Double défi pour le milieu agricole
L’équipe de scientifiques ne voit qu’une seule solution : repenser l’agriculture. « A moins que nous ne changions nos façons de produire nos aliments, les insectes auront pris le chemin de l’extinction en quelques décennies », alertent-ils. La restauration des habitats, associée à une réduction drastique des pesticides, serait probablement le moyen le plus efficace de rétablir les populations, en particulier dans les zones d’agriculture intensive, selon le rapport.

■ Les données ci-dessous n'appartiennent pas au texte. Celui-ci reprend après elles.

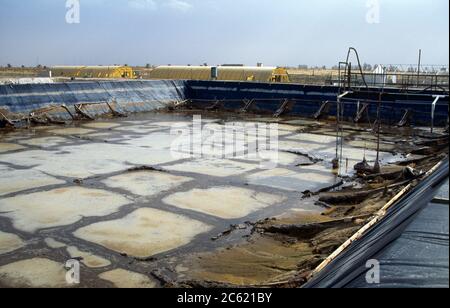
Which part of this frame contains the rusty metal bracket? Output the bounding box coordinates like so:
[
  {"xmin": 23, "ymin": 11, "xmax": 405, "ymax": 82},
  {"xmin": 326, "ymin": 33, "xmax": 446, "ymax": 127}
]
[
  {"xmin": 354, "ymin": 104, "xmax": 370, "ymax": 123},
  {"xmin": 106, "ymin": 102, "xmax": 128, "ymax": 118},
  {"xmin": 273, "ymin": 99, "xmax": 293, "ymax": 118},
  {"xmin": 397, "ymin": 109, "xmax": 413, "ymax": 127},
  {"xmin": 240, "ymin": 99, "xmax": 255, "ymax": 113},
  {"xmin": 74, "ymin": 104, "xmax": 95, "ymax": 120},
  {"xmin": 314, "ymin": 101, "xmax": 330, "ymax": 120}
]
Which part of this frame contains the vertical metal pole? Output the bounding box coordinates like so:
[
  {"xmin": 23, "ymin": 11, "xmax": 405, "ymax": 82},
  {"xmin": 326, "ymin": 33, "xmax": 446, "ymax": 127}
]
[
  {"xmin": 417, "ymin": 49, "xmax": 422, "ymax": 87},
  {"xmin": 373, "ymin": 93, "xmax": 382, "ymax": 173}
]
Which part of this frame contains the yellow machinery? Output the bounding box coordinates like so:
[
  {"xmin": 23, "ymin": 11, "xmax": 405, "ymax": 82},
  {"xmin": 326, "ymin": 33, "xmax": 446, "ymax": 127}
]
[
  {"xmin": 50, "ymin": 66, "xmax": 135, "ymax": 79},
  {"xmin": 149, "ymin": 66, "xmax": 289, "ymax": 82}
]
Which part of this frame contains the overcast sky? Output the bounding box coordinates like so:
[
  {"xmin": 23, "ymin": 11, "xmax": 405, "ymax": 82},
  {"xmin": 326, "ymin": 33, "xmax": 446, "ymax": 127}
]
[{"xmin": 0, "ymin": 0, "xmax": 449, "ymax": 66}]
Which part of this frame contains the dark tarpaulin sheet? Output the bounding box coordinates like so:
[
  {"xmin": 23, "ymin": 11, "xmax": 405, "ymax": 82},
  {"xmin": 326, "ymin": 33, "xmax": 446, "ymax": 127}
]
[
  {"xmin": 347, "ymin": 203, "xmax": 449, "ymax": 288},
  {"xmin": 304, "ymin": 158, "xmax": 449, "ymax": 288},
  {"xmin": 187, "ymin": 80, "xmax": 449, "ymax": 126},
  {"xmin": 0, "ymin": 80, "xmax": 188, "ymax": 113}
]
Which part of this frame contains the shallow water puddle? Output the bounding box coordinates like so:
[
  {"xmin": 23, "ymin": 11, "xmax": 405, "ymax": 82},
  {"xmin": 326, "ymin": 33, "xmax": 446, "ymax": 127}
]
[
  {"xmin": 48, "ymin": 127, "xmax": 95, "ymax": 136},
  {"xmin": 0, "ymin": 231, "xmax": 25, "ymax": 255},
  {"xmin": 44, "ymin": 237, "xmax": 67, "ymax": 249},
  {"xmin": 0, "ymin": 143, "xmax": 25, "ymax": 153},
  {"xmin": 103, "ymin": 171, "xmax": 193, "ymax": 197},
  {"xmin": 19, "ymin": 137, "xmax": 69, "ymax": 148},
  {"xmin": 164, "ymin": 159, "xmax": 257, "ymax": 177},
  {"xmin": 0, "ymin": 187, "xmax": 131, "ymax": 232},
  {"xmin": 74, "ymin": 208, "xmax": 212, "ymax": 258},
  {"xmin": 163, "ymin": 187, "xmax": 286, "ymax": 219},
  {"xmin": 67, "ymin": 246, "xmax": 111, "ymax": 268},
  {"xmin": 114, "ymin": 126, "xmax": 162, "ymax": 134},
  {"xmin": 247, "ymin": 166, "xmax": 337, "ymax": 192},
  {"xmin": 98, "ymin": 269, "xmax": 157, "ymax": 289},
  {"xmin": 0, "ymin": 258, "xmax": 68, "ymax": 288},
  {"xmin": 83, "ymin": 122, "xmax": 120, "ymax": 129},
  {"xmin": 0, "ymin": 168, "xmax": 65, "ymax": 196}
]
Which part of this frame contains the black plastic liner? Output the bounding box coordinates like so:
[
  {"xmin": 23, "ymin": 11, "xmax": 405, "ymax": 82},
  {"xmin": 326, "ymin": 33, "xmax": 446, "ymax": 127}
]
[{"xmin": 305, "ymin": 158, "xmax": 449, "ymax": 288}]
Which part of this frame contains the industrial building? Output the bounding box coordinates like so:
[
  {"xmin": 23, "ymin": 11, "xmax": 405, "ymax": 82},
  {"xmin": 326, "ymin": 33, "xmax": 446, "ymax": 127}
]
[
  {"xmin": 49, "ymin": 66, "xmax": 135, "ymax": 79},
  {"xmin": 149, "ymin": 66, "xmax": 289, "ymax": 82}
]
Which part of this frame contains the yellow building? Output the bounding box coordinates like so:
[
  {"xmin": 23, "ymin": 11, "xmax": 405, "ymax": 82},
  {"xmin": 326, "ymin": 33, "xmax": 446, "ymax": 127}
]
[
  {"xmin": 149, "ymin": 66, "xmax": 289, "ymax": 82},
  {"xmin": 50, "ymin": 66, "xmax": 135, "ymax": 79}
]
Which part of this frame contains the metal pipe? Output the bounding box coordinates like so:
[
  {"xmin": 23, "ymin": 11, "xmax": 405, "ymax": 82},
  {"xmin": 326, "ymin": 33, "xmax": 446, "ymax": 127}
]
[{"xmin": 431, "ymin": 95, "xmax": 445, "ymax": 133}]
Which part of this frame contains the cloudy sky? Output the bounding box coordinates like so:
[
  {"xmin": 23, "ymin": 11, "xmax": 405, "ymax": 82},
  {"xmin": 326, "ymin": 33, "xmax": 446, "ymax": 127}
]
[{"xmin": 0, "ymin": 0, "xmax": 449, "ymax": 66}]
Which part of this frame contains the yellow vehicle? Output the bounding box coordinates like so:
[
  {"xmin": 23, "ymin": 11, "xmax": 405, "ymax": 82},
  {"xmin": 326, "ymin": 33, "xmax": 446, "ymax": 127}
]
[
  {"xmin": 149, "ymin": 66, "xmax": 289, "ymax": 82},
  {"xmin": 50, "ymin": 66, "xmax": 135, "ymax": 79}
]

Il est indispensable aussi d’augmenter la diversité biologique des milieux cultivés, estime Jean-Claude Streito. « La replantation de haies, la mise en place de bandes enherbées, la plantation de zones fleuries et tout ce qui diversifie les espèces végétales dans le temps et dans l’espace sera favorable au retour de la diversité des insectes », avance le chercheur de l’INRA.
Le milieu agricole fait face à un double défi : produire des denrées alimentaires pour satisfaire la demande croissante d’une population qui augmente, mais sans basculer dans une alimentation qui abuse des intrants et détruit les écosystèmes.